The main advantage of the selection sort data related to the movement. If an element is in the correct final position, it will not be moved. Exchange of each selection sort the elements, at least one of them will be moved to its final position, therefore the table to sort n elements for a total of at most n-1 secondary exchange. In all entirely dependent on the switching elements to move in the sorting method, selection sort belonging to one kind of very good.
Second, the choice of ordering principle
- In unsorted sequence finding the minimum (large) element, the starting position is stored in the sorted sequence
- And then from the remaining unsorted continue to search for the minimum (large) element element
- Then put the sorted sequence at the end. And so on, until all the elements are sorted.
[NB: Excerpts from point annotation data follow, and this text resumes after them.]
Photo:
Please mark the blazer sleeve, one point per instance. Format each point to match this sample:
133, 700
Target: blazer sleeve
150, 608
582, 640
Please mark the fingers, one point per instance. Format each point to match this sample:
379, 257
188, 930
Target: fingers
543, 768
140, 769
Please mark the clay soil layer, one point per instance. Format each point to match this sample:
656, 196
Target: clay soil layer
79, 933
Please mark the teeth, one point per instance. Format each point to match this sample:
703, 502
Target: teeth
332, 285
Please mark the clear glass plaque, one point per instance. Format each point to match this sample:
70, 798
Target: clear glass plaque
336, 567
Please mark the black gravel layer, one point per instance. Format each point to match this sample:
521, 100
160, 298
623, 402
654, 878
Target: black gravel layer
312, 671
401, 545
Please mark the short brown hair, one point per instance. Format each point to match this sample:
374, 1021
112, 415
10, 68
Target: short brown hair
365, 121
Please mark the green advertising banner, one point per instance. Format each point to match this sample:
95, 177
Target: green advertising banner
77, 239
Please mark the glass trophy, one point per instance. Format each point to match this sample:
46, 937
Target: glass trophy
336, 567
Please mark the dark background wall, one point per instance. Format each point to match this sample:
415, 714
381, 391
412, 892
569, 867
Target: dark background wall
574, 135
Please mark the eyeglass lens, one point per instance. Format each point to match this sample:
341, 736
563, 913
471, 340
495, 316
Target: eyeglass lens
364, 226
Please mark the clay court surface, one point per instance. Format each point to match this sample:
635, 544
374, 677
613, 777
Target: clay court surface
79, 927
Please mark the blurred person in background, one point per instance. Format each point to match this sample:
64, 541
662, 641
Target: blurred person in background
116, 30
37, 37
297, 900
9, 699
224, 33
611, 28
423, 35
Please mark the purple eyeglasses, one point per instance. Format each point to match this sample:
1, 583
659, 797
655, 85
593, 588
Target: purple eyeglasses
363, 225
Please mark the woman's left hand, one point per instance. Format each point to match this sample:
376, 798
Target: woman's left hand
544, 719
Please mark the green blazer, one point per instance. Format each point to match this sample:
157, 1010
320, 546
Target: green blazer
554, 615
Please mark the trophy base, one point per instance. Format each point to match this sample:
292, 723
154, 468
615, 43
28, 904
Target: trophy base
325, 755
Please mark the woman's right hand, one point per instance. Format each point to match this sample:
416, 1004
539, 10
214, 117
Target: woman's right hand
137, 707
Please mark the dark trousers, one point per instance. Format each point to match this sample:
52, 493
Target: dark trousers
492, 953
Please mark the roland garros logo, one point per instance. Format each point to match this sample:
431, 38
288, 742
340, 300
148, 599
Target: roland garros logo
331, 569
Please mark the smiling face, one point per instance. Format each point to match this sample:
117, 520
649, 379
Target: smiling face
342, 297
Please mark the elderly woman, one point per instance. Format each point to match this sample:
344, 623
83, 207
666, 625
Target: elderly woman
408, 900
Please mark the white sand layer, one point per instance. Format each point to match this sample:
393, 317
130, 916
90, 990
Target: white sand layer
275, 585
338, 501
Third, the select sort illustrated
Fourth, select the sort summary
- There are N data, the need has never been the sort area selected N-1 times the data has been sorted on the tail area
- Every region has never been the sort selected data to be sorted in the tail
Fifth, the selection sort of python code implementation
# 定义选择排序函数 def selection_sort(list): # 计算需要排序的列表元素个数 N = len(list) # 需要N-1次选择操作 for i in range(N-1): # 记录最小值的小标 minNum_index = i # 未排序区域从i+1到末尾N处,属于未排序区,在未排序区在选出最小值处 for j in range(i+1,N): # 比较大小 if list[minNum_index]>list[j]: #交换 temp = list[minNum_index] list[minNum_index] = list[j] list[j] = temp # 创建一个列表 numList = [19,2,13,8,34,25,7] print("排序前:%s"%numList) # 调用选择排序 selection_sort(numList) print("排序后:%s"%numList)
运行结果为:
排序前:[19, 2, 13, 8, 34, 25, 7]
排序后:[2, 7, 8, 13, 19, 25, 34]
六、选择排序的C语言代码实现
版本一
#include <stdio.h> //定义选择排序函数 void selection_sort(int array[],int arrayLenght) { // 需要N-1次选择操作 for (int i=0; i<arrayLenght-1; i++) { // 记录最小值的下标 int minNum_index = i; // 未排序区域从i+1到末尾N处,属于未排序区,在未排序区再选出最小值处 for (int j = i+1; j<arrayLenght; j++) { // 比较大小 if (array[minNum_index]>array[j]) { // 交换 int temp = array[minNum_index]; array[minNum_index] = array[j]; array[j] = temp; } } } } int main(int argc, const char * argv[]) { // 选择排序函数声明 void selection_sort(int array[],int arrayLenght); // 创建数组 int numArray[] = {19,2,13,8,34,25,7}; // 调用排序 selection_sort(numArray, 7); // 验证 for (int i =0; i<7; i++) { printf("%d ",numArray[i]); } return 0; }
运行结果为:
2 7 8 13 19 25 34
版本二
#include <stdio.h> //定义选择排序函数 void selection_sort1(int array[],int arrayLenght) { // 需要N-1次选择操作 for (int i=0; i<arrayLenght-1; i++) { // 记录最小值的下标 int minNum_index = i; // 未排序区域从i+1到末尾N处,属于未排序区,在未排序区再选出最小值处 for (int j = i+1; j<arrayLenght; j++) { // 比较大小 if (array[minNum_index]>array[j]) { minNum_index = j; } } if (minNum_index != i) { int temp = array[i]; array[i] = array[minNum_index]; array[minNum_index] = temp; } } } int main(int argc, const char * argv[]) { // 选择排序函数声明 void selection_sort1(int array[],int arrayLenght); // 创建数组 int numArray[] = {19,2,13,8,34,25,7}; // 调用排序 selection_sort1(numArray, 7); // 验证 for (int i =0; i<7; i++) { printf("%d ",numArray[i]); } return 0; }
运行结果为:
2 7 8 13 19 25 34
七、选择排序的时间复杂度
- 最优时间复杂度:O(n2)
- 最坏时间复杂度:O(n2)
八、选择排序的稳定性
选择排序是给每个位置选择当前元素最小的,比如给第一个位置选择最小的,在剩余元素里面给第二个元素选择第二小的,依次类推,直到第n-1个元素,第n个元素不用选择了,因为只剩下它一个最大的元素了。那么,在一趟选择,如果一个元素比当前元素小,而该小的元素又出现在一个和当前元素相等的元素后面,那么交换后稳定性就被破坏了。比较拗口,举个例子,序列5 8 5 2 9,我们知道第一遍选择第1个元素5会和2交换,那么原序列中两个5的相对前后顺序就被破坏了,所以选择排序是一个不稳定的排序算法。